Rogiers’s talent lies here, in his ability to cull lessons in the handling of the figure in space from a broad-based history of painting and sculpture, and employ what he has learned in a practice both rich in tradition and refreshingly experimental. Consider, for example, a small study of a head inspired by Wes Craven’s B-movie Swamp Thing, constructed by draping cotton fabric over an elaborate skeleton of steel rods and then saturating it with polyester resin, which signals a new direction in Rogiers’s methodology.

In this and other works, Rogiers powerfully intertwines three different narratives: the implied circumstances and activities of his subjects, his influences, and the forensic trail of his methodology. It’s the last of these that gives the
works their charge. In the way he manipulates his materials—the way a sweep of his hands across the clay results in the tense hump of a back, or the way he hollows out what should be a fleshy arm to little more than an empty contour—he tells us about his characters’ as well as his own cultural and artistic roots.

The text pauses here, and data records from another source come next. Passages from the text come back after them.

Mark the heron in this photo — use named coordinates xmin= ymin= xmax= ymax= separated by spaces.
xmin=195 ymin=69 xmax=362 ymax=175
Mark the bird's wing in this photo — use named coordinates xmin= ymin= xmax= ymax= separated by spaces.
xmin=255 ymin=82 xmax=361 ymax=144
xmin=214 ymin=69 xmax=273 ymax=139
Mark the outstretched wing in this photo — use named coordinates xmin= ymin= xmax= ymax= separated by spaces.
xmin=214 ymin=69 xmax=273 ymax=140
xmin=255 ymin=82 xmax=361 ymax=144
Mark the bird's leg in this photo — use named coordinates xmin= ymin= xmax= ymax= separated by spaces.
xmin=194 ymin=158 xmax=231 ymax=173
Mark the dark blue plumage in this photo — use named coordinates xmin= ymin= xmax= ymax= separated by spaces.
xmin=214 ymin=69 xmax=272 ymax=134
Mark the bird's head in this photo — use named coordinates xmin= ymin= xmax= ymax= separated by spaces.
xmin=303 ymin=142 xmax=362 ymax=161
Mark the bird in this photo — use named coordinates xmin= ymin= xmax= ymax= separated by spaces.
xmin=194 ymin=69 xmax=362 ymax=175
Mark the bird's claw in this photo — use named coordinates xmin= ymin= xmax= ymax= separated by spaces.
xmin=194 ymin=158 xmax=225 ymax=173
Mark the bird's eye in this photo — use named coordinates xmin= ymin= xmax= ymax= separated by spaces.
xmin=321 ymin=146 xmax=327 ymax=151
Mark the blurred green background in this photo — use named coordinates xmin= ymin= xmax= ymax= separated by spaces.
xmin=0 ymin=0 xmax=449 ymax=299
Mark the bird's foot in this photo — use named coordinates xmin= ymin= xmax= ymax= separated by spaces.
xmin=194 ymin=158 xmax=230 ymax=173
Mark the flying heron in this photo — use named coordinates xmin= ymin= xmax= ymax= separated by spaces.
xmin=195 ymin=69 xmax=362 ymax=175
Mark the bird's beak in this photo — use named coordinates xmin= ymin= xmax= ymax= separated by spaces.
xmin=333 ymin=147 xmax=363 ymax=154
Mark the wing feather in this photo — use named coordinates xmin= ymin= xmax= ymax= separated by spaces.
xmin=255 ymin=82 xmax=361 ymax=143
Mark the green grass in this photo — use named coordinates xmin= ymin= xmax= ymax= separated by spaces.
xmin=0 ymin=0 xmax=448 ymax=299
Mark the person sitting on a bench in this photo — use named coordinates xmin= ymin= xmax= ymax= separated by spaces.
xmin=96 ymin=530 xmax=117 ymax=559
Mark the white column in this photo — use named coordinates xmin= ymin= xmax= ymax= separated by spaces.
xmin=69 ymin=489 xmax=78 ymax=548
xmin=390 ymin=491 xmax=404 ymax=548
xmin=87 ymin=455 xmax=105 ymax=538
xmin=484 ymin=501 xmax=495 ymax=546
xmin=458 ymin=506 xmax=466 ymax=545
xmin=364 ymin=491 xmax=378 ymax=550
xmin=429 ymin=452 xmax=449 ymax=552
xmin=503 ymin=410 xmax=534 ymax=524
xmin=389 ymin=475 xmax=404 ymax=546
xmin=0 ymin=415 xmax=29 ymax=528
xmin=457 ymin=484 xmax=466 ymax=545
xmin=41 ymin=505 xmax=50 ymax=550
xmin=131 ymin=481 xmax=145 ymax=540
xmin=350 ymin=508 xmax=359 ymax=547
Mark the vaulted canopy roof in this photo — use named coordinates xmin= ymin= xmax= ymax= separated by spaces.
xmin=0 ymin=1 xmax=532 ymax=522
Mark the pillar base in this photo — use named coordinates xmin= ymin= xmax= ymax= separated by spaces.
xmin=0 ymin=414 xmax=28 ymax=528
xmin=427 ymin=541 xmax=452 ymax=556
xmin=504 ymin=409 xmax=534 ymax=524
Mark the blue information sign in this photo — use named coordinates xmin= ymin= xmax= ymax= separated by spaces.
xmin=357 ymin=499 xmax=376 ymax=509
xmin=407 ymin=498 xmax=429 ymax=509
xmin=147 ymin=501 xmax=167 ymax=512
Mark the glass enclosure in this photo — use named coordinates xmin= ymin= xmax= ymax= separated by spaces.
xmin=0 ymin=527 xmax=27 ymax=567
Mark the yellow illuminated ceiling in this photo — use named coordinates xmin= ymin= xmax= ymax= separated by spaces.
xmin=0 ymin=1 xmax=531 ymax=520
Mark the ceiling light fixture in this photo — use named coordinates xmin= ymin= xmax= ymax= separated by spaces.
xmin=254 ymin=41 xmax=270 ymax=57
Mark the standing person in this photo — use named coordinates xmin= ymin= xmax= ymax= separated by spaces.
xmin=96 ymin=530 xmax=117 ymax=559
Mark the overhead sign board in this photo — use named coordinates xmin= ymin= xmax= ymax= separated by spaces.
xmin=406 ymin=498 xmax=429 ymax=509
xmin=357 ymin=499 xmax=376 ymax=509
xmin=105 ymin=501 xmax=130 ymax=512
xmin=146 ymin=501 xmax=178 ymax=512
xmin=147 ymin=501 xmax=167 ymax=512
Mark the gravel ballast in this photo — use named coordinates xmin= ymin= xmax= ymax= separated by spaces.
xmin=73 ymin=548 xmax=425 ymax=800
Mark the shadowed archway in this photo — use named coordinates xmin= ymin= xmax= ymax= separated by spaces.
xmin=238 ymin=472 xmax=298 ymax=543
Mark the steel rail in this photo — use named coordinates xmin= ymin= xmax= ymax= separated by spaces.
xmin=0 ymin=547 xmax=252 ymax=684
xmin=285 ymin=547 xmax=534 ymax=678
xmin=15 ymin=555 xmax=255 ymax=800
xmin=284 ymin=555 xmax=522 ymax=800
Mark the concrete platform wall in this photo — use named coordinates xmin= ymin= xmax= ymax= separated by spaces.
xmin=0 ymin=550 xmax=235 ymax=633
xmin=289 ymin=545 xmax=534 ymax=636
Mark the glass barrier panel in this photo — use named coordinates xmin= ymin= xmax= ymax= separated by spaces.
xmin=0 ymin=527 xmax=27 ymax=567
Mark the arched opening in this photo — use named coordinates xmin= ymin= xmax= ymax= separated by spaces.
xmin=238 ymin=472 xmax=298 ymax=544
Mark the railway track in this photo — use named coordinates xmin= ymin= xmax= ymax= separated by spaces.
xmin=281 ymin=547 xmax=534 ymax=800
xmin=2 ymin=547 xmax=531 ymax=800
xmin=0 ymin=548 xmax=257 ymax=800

Dominating the exhibition was a trio of similar figures that managed to be at once playful and tortured, nimble and torqued. Imagine the “three shades” that top off Rodin’s Gates of Hell freed from their identicality, bulked up on Mannerist steroids, and aged into decrepit versions of Michelangelo’s Moses. These three, Smith, 2007, Sandman, 2006–2007, and Europe’s Tuna, 2006–2007, sport hooked shafts suggestive of a prophet’s staff, a shepherd’s crook, or a song-and-dance man’s trusty cane, and as their beards fly out in front of their furrowed faces, they hold poses suggestive of Fred Astaire, a kung-fu master, or an airborne witch coming in for a rough landing. Rogiers may know how to tap into the history of his craft, but he also knows how to key into the anxiety of the moment.